Joseph Dennis has a knack for capturing wonderful images when he visits his hometown of Flint, Michigan, like this Oldsmobile Delta 88 and this Pontiac Grand Prix LJ. These cars look to have been special ordered and loaded with goodies, likely by GM employees who knew their products well and knew exactly which option boxes to check. It’s no surprise that they are still treasured today, as the right equipment could transform these cars. That is certainly what Car and Driver found back in December 1978, when they tested this fully loaded 1979 Pontiac Grand Prix LJ.
By necessity, downsizing stripped away many of the extravagant styling elements that had made previous Grand Prix one of the darlings of the personal luxury set. However, the optional 2-tone paint, genuine wire wheels, abundant power assists and pillowed velour upholstery worked to reassure buyers that this GP could still stand out from the pack as a Seventies-style showboat.
The real magic of this particular Grand Prix test car was that it featured Pontiac’s Rally Tuned Suspension option, which added a number of upgrades to the suspension, a modified steering ratio and larger tires. The end result was a car that handled quite well (and made you forget the less-than-stellar 301 V8), pleasing Car and Driver’s editors. However, as with most extra-cost handling upgrades, real world buyers were probably less enticed, as non-enthusiasts probably couldn’t understand or enjoy the handling difference versus the stock set-up. Predictably, dealers wouldn’t have been too keen to have units on their lot with a $116 option ($429 adjusted) that few buyers could fully appreciate. But an oh-so-glamorous padded vinyl landau top for about the same money? Easy sale!
In some ways Car and Driver’s test car seemed wildly overpriced, with its $10,408 sticker equating to $38,477 in today’s dollars, making for a pretty pricey Prix. Certainly a more judicious trip down the options list could have avoided a lot of this cost, as could switching to a Grand LeMans coupe instead of the fancier GP. But that would have negated the whole point of this car: the Grand Prix LJ was a cosseting style statement, well-tuned for the vast middle-market car buying mindset of the time.

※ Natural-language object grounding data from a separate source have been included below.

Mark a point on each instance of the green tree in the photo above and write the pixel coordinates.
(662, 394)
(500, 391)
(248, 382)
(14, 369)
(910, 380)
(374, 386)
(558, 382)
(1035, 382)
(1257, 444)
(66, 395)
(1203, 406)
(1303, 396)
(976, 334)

To me, today’s equivalent would be something like a Ford Edge, which is basically a heavily modified Fusion with the now-enormously-popular SUV attributes. Do most people need an SUV for daily driving when a sedan could serve just as well, if not better? Not at all. But people want the SUV look, and many Ford buyers are happy to pay the ~$6,000 price premium for an Edge as compared to the Fusion. Plus, it is easy to load up an Edge to more than $40,000, so really not that different from where Car and Driver’s Grand Prix test car was priced. The U.S. car market has frequently placed an emphasis on style, and willingly paid more money for an “image” vehicle–personal luxury back then, off road “ability” today–so the more things change, the more they stay the same. The real question is, in 38 years, will we be snapping shots of a loaded Ford Edge Titanium still being driven with pride?